Pour grandir, les jeunes cherchent des réponses à leurs questionnements profonds, intimes, à travers diverses expériences pour faire éclater leurs limites. C’est comme s’ils savaient que quelque chose d’exceptionnel doit survenir pour pouvoir approfondir et actualiser leur connexion à la vie, pour révéler leurs dons, pour donner du sens à leur existence…

Nous avons à cœur de proposer aux jeunes de renouer avec la tradition initiatique en leur offrant un cadre et une préparation pour leur permettre de vivre une expérience de connaissance de soi. Il s’agit d’une retraite en solitaire dans un lieu de nature inspirant : forêt, montagne, désert, … La durée et le lieu de cette retraite varient en fonction de l’âge du jeune et de son cheminement sur cette voie. Cette expérience de dépassement de soi, seul dans la nature, permet au jeune une renaissance à un nouvel état d’être, avec une compréhension élargie de soi et du monde. Le jeune est soutenu tout au long de son parcours par ses pairs, par le groupe qui reconnaîtra et validera son expérience ainsi que son nouveau statut.

L’initiation est, selon les anthropologues, composée de trois phases :

  1. Le départ, la séparation : le jeune quitte le groupe, franchit le seuil (de lui-même) au-delà duquel il ne reviendra plus le même.
  2. Le temps d’initiation : l’expérience transformatrice, qui implique une mort symbolique et une renaissance à un nouvel état d’être.
  3. Le retour dans la communauté : le jeune ramène quelque chose de sa retraite initiatique qu’il peut offrir, partager ; un supplément d’âme qui bénéficiera à tout le groupe.

Si l’initiation est le socle de cette pédagogie, elle nécessite au préalable de développer chez le jeune certaines qualités personnelles afin de pouvoir traverser l’épreuve que constitue cette retraite solitaire et d’en récolter les fruits véritables.

A travers diverses pratiques et le recours à sa créativité, le jeune devra apprendre à équilibrer les différentes fonctions de son être : son corps, son cœur, et son esprit. La pédagogie initiatique utilise des symboles, des archétypes pour représenter ces différentes dimensions de l’Etre :

  • Son corps – à travers la figure symbolique du paysan qui apprend notamment la tempérance, la juste température des feux intérieurs du corps, et affine son lien avec la Nature ;
  • Son cœur – à travers d’une part la figure symbolique du chevalier qui apprend à faire preuve de courage, d’engagement et de persévérance et d’autre part à travers la figure de l’artiste qui apprend à apprivoiser et à exprimer sa sensibilité, ses émotions, à les transformer en œuvres d’art ;
  • Son esprit – à travers la figure du philosophe qui éveille au monde de l’esprit, interprète les signes qui l’entourent, donne sens à l’existence et nourrit la vie intérieure.
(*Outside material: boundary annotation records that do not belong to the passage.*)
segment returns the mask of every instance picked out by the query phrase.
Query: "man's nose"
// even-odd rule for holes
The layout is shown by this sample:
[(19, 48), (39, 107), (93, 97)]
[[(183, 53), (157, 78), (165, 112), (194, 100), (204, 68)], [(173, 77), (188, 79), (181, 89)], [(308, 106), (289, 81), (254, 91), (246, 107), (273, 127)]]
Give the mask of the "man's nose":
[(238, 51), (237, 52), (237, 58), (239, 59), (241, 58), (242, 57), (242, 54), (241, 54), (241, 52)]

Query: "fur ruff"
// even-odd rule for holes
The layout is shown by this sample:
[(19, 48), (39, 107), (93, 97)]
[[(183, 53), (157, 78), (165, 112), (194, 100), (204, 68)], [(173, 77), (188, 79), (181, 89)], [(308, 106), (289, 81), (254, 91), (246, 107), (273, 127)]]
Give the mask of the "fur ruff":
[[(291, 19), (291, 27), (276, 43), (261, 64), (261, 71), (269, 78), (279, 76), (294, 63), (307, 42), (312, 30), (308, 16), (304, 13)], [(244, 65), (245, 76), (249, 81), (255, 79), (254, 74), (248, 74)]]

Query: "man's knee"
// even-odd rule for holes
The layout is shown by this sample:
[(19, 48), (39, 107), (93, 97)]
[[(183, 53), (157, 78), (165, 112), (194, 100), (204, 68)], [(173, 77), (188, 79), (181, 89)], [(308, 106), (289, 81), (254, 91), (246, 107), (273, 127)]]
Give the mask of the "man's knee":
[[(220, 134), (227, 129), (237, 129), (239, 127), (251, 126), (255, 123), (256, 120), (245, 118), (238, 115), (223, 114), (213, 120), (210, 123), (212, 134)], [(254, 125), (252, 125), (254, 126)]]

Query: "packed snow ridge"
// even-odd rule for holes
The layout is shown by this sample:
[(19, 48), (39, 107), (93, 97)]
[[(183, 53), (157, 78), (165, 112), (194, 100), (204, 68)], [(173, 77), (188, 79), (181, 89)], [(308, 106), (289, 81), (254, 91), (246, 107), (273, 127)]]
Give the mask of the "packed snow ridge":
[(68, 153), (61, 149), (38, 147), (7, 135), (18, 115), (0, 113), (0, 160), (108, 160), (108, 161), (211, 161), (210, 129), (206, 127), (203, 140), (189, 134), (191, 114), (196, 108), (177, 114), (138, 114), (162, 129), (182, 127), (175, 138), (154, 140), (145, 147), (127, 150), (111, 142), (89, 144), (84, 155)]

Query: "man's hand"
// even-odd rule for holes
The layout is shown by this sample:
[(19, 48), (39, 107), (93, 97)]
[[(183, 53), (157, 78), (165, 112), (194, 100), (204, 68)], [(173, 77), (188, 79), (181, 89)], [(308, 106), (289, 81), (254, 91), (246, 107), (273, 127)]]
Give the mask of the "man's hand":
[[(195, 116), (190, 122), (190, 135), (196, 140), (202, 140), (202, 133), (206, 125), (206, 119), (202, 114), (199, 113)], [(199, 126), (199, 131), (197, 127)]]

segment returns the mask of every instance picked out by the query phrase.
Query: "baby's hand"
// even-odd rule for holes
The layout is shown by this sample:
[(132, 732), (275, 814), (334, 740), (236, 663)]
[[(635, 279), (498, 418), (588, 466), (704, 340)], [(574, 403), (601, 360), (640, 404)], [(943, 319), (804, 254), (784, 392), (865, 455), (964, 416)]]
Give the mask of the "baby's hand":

 L’harmonie de ces trois fonctions en lui est représentée symboliquement par la figure du Roi.

« L’initiation concerne la pédagogie du retour de notre âme vers sa patrie originelle, la stratégie d’un retournement qui se fait ici et maintenant dans notre existence, et dont les conséquences très pratiques ne sont rien d’autre que l’actualisation du maître en chacun, seul capable d’instaurer une liberté dans le chaos passionnel et le mélange trouble que nous sommes devenus si souvent, au long d’une croissance aveugle privée d’un jardinier bienveillant. Il s’agit donc, à travers l’initiation, de réveiller le maître intérieur qui est en nous, le « guide » de notre âme. Chacun pressent la présence intime de celle-ci en lui, souvent en désaccord avec les décisions de l’homme extérieur. Lorsque le temps mondain prend trop d’importance, l’âme entre dans l’occultation et s’attriste. Elle ne peut plus se dire dans ce fatras d’affaires qui recouvre son bel éclat : le maître intérieur s’assoupit et oublie. Le processus initiatique le réveille ».